Intervention de Bertrand Fragonard

Réunion du 15 novembre 2012 à 9h30
Mission d'évaluation et de contrôle des lois de financement de la sécurité sociale

Bertrand Fragonard, président délégué du Haut Conseil de la famille :

J'attends les signaux du Gouvernement sur la politique familiale. L'augmentation de l'ARS, qui porte sur 400 millions d'euros, en est un. Si elle ne se traduit pas par une modification structurelle, elle constitue une bonne opération, car elle a permis, pour un montant limité, de cibler les classes moyennes avec un impact significatif – soit 700 ou 1 000 euros de plus au mois de septembre pour des familles de deux ou trois enfants. Un deuxième signal implicite a porté sur le quotient familial, que l'on veut légèrement réduire, sans le réformer en profondeur. Lorsqu'il avait évoqué le sujet lors de sa campagne électorale, le Président de la République avait d'ailleurs précisé qu'il le conserverait tout en le plafonnant à 2 000 euros.

Je rappelle à cet égard que ce plafonnement existe depuis 1981, que le Conseil constitutionnel a reconnu sa validité et que son niveau a plus ou moins été élevé ou réduit selon que le gouvernement était de droite ou de gauche. Or, le quotient familial correspond aujourd'hui à celui prévalant sous le gouvernement de Lionel Jospin actualisé en fonction de l'inflation. On observe donc une grande continuité dans ce domaine : la mesure prise ne modifie pas véritablement la politique familiale.

Il en va différemment de la question de savoir ce que l'on fait du statut fiscal − s'agissant non seulement du quotient familial, mais aussi du quotient conjugal, grand oublié du débat politique. De même que de celle touchant à la variation des prestations familiales en fonction de la taille de la famille, de l'âge des enfants ou du revenu.

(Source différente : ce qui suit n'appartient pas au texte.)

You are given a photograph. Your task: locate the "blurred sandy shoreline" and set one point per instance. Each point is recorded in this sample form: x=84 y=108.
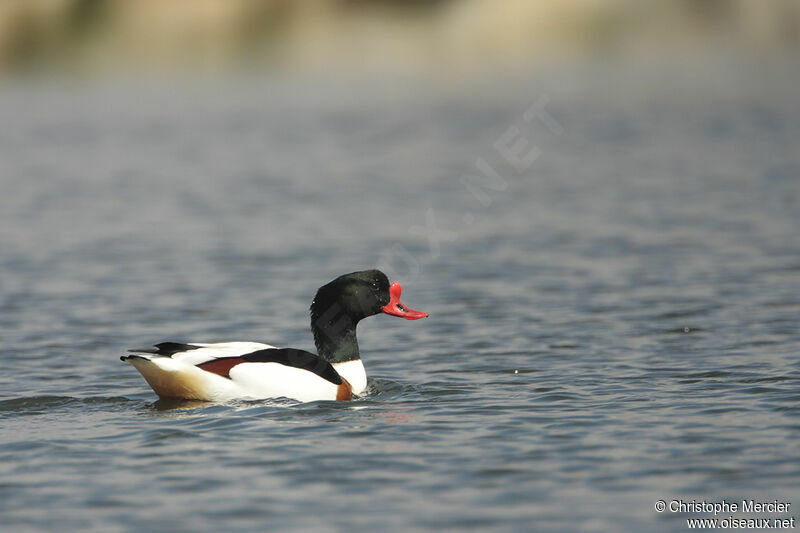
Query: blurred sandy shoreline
x=96 y=36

Sur la taille de la famille, nous poursuivons depuis 1945 une politique constante tendant à accroître l'aide totale en fonction du nombre d'enfants, ce qui me paraît bien. En 1981, alors que la gauche était porteuse de l'idée de l'égalité des allocations familiales quel que soit le rang, le Gouvernement s'y est assez vite refusé et le débat n'a quasiment plus jamais reparu. De même, si M. Sarkozy avait évoqué l'idée d'une allocation au premier enfant lors de sa campagne de 2007, après son élection, le débat a été clos. Quel gouvernement serait prêt en effet à consacrer un budget de 2,5 milliards pour donner 60 euros à toutes les familles d'un enfant alors qu'un enfant sur cinq vit dans une famille pauvre ?

D'ailleurs, l'un des rares votes du HCF a été que, dans la conjoncture actuelle, il n'était pas prioritaire de retenir cette mesure. Cela veut bien dire qu'elle ne verra pas le jour.

En ce qui concerne l'âge, la politique conduite s'inscrit également dans la continuité, en faveur des familles jeunes. À la fois parce que cela incite celles-ci à avoir d'autres enfants et pour favoriser la compatibilité entre la vie professionnelle des femmes et leur vie privée. Or, les signaux adressés par le Président de la République dans sa campagne électorale vont dans le même sens, qu'il s'agisse de la volonté de renforcer l'école maternelle pour les tout-petits – où l'on a perdu 150 000 places en onze ans – ou d'amplifier l'effort en faveur des équipements d'accueil du jeune enfant (EAJE). Mais là encore, il faudra trouver les financements.

Pour ce qui est des revenus, il n'y a eu, en dehors de la mesure sur le quotient familial, aucune mesure de structure annoncée par le Gouvernement. Ce chantier n'a donc pas été ouvert. Je rappelle que lorsque certains responsables de l'ancienne majorité ont évoqué l'idée de placer les allocations familiales sous conditions de ressources, ils ont été très vite rappelés à l'ordre.